Le brave prêtre du village, épatant par son ouverture d’esprit devant l’institutrice révolutionnaire, paraît donc un peu anachronique. S’il est malgré tout plausible, historiquement et individuellement, après tout il y a toujours eu des êtres intelligents partout, il ne traduit en rien les rapports de l’époque entre les institutions, et avec les communards. Le réalisateur, par cette impasse, trahit peut-être une volonté de traiter les temps présents à travers cette fable sur la naissance de la modernité française.

Galerie de portraits très humains
Le point de départ du récit est assez simple. En 1889, à la suite des Lois Jules Ferry, Louise Violet, ancienne communarde, est nommée institutrice dans un village de la campagne française, ce qui déplaît aux enfants et surtout aux parents. Recevant son affectation, Louise Violet s’entend dire par son supérieur hiérarchique : «La République a été bien généreuse, mademoiselle. Il est temps de payer votre dette».
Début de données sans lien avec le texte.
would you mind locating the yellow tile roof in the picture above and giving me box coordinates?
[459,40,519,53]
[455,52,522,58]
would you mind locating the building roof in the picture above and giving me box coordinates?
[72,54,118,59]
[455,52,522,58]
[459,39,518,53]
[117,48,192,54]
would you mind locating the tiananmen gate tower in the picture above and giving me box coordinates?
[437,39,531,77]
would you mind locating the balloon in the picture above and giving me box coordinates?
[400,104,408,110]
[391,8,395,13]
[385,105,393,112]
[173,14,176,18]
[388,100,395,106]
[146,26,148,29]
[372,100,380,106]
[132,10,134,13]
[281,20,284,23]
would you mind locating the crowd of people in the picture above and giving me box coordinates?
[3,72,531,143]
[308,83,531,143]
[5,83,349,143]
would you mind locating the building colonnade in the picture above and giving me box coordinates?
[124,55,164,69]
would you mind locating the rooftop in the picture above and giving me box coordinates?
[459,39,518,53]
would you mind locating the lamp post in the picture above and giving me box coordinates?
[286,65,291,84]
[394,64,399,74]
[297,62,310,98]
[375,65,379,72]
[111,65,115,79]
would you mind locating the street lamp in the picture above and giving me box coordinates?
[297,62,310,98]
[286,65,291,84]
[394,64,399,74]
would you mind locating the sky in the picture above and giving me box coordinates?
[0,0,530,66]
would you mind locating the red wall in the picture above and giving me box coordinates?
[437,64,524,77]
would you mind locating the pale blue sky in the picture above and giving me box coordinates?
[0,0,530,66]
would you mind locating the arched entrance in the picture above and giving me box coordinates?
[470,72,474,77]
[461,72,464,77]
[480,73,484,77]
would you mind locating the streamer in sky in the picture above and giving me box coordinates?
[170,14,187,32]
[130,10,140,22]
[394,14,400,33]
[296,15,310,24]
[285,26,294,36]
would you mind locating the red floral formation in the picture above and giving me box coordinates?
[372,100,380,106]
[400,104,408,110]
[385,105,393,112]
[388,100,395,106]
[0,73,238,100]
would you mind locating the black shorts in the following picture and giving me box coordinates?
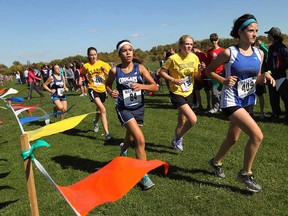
[194,80,203,91]
[255,84,266,96]
[169,92,193,109]
[88,88,107,103]
[202,79,212,91]
[221,105,253,117]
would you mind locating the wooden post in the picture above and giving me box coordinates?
[20,134,39,216]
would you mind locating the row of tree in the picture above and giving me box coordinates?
[1,34,287,75]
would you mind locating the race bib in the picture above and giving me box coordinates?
[123,89,142,107]
[57,88,64,96]
[92,75,104,86]
[237,77,256,98]
[180,76,193,92]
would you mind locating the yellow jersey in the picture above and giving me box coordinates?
[163,53,199,97]
[81,60,111,93]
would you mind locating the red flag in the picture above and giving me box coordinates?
[57,156,168,216]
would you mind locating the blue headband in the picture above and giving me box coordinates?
[239,19,257,30]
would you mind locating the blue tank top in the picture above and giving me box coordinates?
[50,74,65,97]
[115,63,144,109]
[221,46,261,108]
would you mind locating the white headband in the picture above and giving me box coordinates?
[117,41,133,53]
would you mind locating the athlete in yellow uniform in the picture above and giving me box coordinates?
[81,47,113,141]
[160,35,200,151]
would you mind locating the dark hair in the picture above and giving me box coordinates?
[230,14,257,38]
[116,39,131,52]
[87,47,97,56]
[210,33,219,42]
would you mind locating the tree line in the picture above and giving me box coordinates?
[1,34,287,75]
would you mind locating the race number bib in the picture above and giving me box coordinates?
[123,89,142,107]
[57,88,64,96]
[237,77,256,98]
[92,75,104,86]
[180,76,193,92]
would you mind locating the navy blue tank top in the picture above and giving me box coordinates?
[50,74,65,97]
[115,63,144,109]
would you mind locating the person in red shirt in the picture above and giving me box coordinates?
[27,67,44,100]
[206,33,224,114]
[193,43,211,110]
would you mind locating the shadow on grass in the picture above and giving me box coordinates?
[0,172,10,179]
[146,142,178,155]
[151,164,254,196]
[0,199,19,210]
[0,140,8,145]
[103,140,178,155]
[52,155,110,174]
[62,128,97,140]
[0,185,15,190]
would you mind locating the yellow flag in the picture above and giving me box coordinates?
[26,113,94,141]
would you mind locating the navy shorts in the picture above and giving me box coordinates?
[169,92,193,109]
[116,105,144,126]
[88,88,107,103]
[50,94,66,102]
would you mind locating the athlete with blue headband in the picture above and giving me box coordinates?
[206,14,275,193]
[239,18,257,30]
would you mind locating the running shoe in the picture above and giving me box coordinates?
[105,133,113,141]
[92,120,99,132]
[119,143,128,156]
[237,170,262,192]
[171,137,183,151]
[209,158,225,178]
[139,174,155,190]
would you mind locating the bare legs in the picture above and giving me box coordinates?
[175,104,197,139]
[214,108,263,172]
[93,97,109,135]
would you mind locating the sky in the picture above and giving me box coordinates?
[0,0,287,67]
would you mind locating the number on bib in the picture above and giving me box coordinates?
[237,77,256,98]
[180,76,193,92]
[123,89,142,107]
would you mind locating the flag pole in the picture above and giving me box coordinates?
[20,133,39,216]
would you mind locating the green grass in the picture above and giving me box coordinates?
[0,81,288,216]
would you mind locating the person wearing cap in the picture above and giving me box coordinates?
[205,14,275,192]
[264,27,288,123]
[106,40,158,190]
Tourné au pied du Puy du Sancy, dans le Puy-de-Dôme, et dans le hameau de Chalençon, dans la Haute-Loire, le film offre à la caméra une série de paysages bucoliques au temps des moissons, gelés sous un âpre manteau de neige en hiver. Les cadrages sont soignés. Les compositions, d’un parfait classicisme, frisent la carte postale, voire le trop fameux «c’était mieux avant». Une impression assez vite désamorcée par les péripéties du récit. Car la dureté de la vie paysanne fait des femmes et des hommes endurcis, très économes de leurs sentiments. Le mariage y est évidemment — comme dans toute société rurale — d’abord une association patrimoniale (ou d’influence). Et la terre, elle, parfois peut mentir. Ou faire mentir les plus innocents.

À son arrivée, l’institutrice est logée dans une étable, y dormant à même la paille. Si les enfants ne viennent pas en classe, c’est parce qu’ils travaillent aux champs. Comme dans toute société rurale, là encore. Bien sûr, c’est en apprivoisant les parents que Louise Violet pourra enfin commencer à donner ses cours. L’occasion pour le cinéaste de tracer une galerie de portraits très humains du «petit peuple» de cette époque. L’un des enfants voudrait devenir compagnon ébéniste, pour voyager en faisant le tour de France, comme le pratiquent encore ces artisans.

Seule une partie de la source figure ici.